Every business is different. In some industries, it’s not uncommon for people to take on extra work. Others allow it as long as you don’t work for a competitor or require you to tell your supervisor. Still others don’t allow it at all. Keep in mind that there’s a big difference between working two jobs and taking on a side hustle. Make sure you know what your contract and employee handbook say before going too far down this road.

The ideal scenario is that you can be transparent about your extra work. If you can tell your business what you’re doing, you’ll waste less time worrying about what might happen if they find out. Research some of the benefits of side hustles and think about how they can benefit your employer. For example, you may learn new skills or feel invigorated. If you’re making a name for yourself on social media as an expert, some of that new pixie dust could spill over to your business.

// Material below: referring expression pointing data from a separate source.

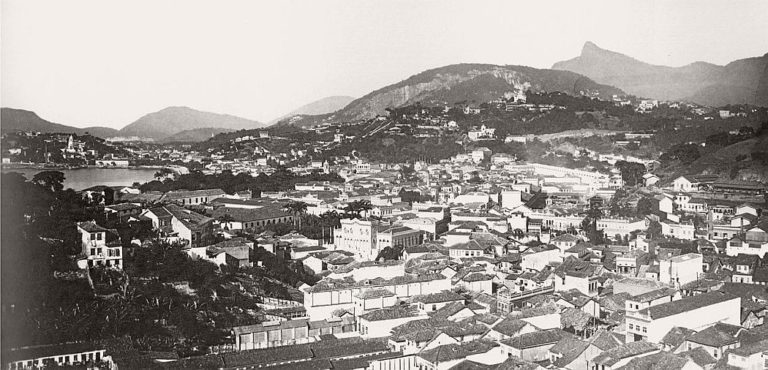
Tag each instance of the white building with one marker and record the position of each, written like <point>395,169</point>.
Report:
<point>100,246</point>
<point>695,313</point>
<point>680,270</point>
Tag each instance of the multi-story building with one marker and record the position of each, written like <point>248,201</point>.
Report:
<point>695,313</point>
<point>366,239</point>
<point>182,223</point>
<point>329,295</point>
<point>100,246</point>
<point>192,197</point>
<point>680,270</point>
<point>620,226</point>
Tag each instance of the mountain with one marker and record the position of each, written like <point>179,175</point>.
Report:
<point>741,81</point>
<point>473,83</point>
<point>172,120</point>
<point>195,135</point>
<point>23,120</point>
<point>322,106</point>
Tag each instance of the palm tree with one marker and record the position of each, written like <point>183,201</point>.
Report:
<point>296,208</point>
<point>225,219</point>
<point>357,207</point>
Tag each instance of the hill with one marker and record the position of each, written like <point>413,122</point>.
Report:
<point>470,83</point>
<point>195,135</point>
<point>741,81</point>
<point>24,120</point>
<point>322,106</point>
<point>173,120</point>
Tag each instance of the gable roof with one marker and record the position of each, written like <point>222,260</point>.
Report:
<point>614,355</point>
<point>713,337</point>
<point>569,349</point>
<point>536,338</point>
<point>659,360</point>
<point>510,326</point>
<point>676,336</point>
<point>686,304</point>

2. Prioritize your main work

Be clear about your commitment to your main job. Your employer can reasonably expect you to work a certain number of hours per week and do the work they are paying you to do. But, unless you work for a competitor or sell company secrets, they have no right to tell you what to do in your spare time.

Let’s say you have a desk job but have started a side job selling smoothie packs from home. If your employer checks your work internet history and finds that you spend your work time ordering dates and cocoa nibs, you might have a problem. But if you’re meeting your deadlines, doing the job you’ve been hired to do, and not using office time to research the latest smoothie news, that may be a different story.

3. Avoid burnout

Doing two jobs can involve burning the candle at both ends and melting it a bit in the middle as well. You have to be extremely organized. Another challenge? Take time for yourself and your double professional life. It can be easy to neglect exercise, healthy eating, and sleep in the face of competing deadlines. The problem is that this can be counterproductive. You could spin the plates for a few months, but if you don’t take care of yourself, you could burn out and find yourself unable to do one job, let alone two.

At the end of the line

There’s a lot of appeal in starting a side hustle, especially if it translates to more money in your bank account. The trick is to manage it carefully so that it doesn’t compromise your main work. Know that Equifax’s new tool makes it easier for employers to discover any work you do next. This makes it all the more important to know what you are contractually authorized to do and to stay on top of your main responsibilities at work.